La liberté d’informer n’est pas seulement une idée fondatrice, c’est aussi une idée compliquée. Raisons pour lesquelles on ne devrait y toucher qu’avec une délicatesse d’horloger. Dans ce domaine, il n’y a rien de bon à attendre d’un coup de marteau instinctif, même s’il soulage sur le moment.

Ni la répugnance ni la conviction, en l’occurrence justifiée, d’être dans le bon camp ne semblent des raisons suffisantes.

« Pas de liberté pour les ennemis de la liberté », aurait lancé sous la Révolution française le vertueux Saint-Just, expédiant sans relâche les « ennemis » en question à la guillotine. Deux siècles plus tard, le même pays transformait les affabulations fétides des négationnistes de la Shoah en infractions criminelles. Ce n’était pas du tout la même chose, et pourtant si : deux coups de marteau assénés avec toute la force d’une certitude inébranlable.

Au cours du conflit sanglant qui a déchiré l’ex-Yougoslavie, bombarder la radiotélévision serbe a aussi semblé une bonne idée aux pays de l’ouest. Lorsque la poussière est retombée, Amnistie internationale a évalué les choses autrement. Selon ses experts, l’appellation appropriée était « crime de guerre » : on ne fait pas d’un média civil un objectif militaire parce qu’on n’aime pas ce qu’il dit.

Serait-ce donc qu’il est interdit d’interdire, comme on le clamait dans les années 1960 ? Ce n’est décidément pas si simple. Au Rwanda, les animateurs vedettes de la Radio télévision des mille collines ont en toute liberté appelé au massacre des Tutsi, fournissant à longueur d’antenne les noms et les adresses des « cafards » à éradiquer. La punition internationale des incitateurs est venue plus tard. Bien trop tard.

Si extrêmes que soient ces exemples, ils rappellent que la voie des démocraties entre censure et impunité est délicate.

Mais à moins de se nier elles-mêmes, celles-ci ne disposent guère que d’un repère fragile : ce qui n’est pas interdit dans l’intérêt de tous par une loi circonspecte est autorisé, les autres errements relevant le cas échéant de procédures civiles.

L’ajout ici de l’adjectif « circonspecte » pourrait sans doute être débattu (comme a pu l’être, à l’inverse, la légitimité de la loi contre le négationnisme). Mais avec ou sans cet additif, l’appel au meurtre d’un Tutsi ou de quiconque ne peut à l’évidence relever de la liberté d’informer. C’est beaucoup moins sûr dans le cas d’articles célébrant les vues de Vladimir Poutine.

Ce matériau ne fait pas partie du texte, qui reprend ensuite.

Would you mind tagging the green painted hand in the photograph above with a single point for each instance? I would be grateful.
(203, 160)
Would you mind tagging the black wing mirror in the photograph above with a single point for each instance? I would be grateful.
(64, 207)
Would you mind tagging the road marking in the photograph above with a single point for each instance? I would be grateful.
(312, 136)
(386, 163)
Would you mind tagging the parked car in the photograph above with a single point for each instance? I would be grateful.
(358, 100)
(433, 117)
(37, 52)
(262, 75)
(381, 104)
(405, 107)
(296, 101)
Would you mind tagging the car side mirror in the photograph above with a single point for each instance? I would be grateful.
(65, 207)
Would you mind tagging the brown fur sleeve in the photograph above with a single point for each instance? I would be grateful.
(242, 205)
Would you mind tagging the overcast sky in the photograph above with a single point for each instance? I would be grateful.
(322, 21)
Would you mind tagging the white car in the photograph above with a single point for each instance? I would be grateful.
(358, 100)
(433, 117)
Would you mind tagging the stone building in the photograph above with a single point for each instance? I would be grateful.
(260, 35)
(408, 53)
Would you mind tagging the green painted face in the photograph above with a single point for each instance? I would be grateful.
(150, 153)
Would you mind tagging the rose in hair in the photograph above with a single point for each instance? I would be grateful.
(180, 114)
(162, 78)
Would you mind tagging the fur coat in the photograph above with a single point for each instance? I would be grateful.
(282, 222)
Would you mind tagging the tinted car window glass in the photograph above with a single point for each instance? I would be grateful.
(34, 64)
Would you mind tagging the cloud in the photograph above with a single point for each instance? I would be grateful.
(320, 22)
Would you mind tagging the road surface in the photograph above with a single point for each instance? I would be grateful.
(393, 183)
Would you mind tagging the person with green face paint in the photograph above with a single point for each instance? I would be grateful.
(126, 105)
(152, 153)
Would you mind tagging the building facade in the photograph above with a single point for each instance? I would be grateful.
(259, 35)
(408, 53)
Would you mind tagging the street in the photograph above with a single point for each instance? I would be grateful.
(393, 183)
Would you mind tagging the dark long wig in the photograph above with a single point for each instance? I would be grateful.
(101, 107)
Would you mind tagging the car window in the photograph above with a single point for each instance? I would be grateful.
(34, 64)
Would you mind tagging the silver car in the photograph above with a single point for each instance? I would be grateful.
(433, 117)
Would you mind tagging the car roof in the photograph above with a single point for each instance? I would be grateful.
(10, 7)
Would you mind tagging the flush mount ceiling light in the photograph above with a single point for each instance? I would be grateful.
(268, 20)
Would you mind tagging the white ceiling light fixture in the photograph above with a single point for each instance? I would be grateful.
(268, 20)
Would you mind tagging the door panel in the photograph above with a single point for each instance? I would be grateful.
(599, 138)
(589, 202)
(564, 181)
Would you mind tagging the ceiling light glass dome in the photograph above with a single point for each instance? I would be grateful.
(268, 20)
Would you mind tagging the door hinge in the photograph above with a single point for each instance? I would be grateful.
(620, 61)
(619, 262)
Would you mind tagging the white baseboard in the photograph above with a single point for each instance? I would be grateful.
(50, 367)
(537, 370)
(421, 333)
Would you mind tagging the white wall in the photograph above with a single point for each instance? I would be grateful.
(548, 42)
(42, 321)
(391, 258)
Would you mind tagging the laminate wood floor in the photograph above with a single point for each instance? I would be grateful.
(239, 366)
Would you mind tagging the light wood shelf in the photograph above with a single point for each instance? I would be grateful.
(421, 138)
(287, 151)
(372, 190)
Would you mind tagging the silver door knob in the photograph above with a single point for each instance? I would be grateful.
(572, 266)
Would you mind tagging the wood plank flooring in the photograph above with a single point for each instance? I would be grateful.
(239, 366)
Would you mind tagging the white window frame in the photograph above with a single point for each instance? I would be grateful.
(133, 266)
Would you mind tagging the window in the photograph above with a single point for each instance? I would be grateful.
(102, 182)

Il est difficile d’évaluer les périls auxquels une démocratie croit échapper en interdisant des médias dont les sites ne masquent pas leur allégeance. Mais il est facile de voir ce qu’un tel coup de marteau peut infliger à l’un des principes qui la définit et la protège : la liberté de parler… même pour les « ennemis de la liberté ».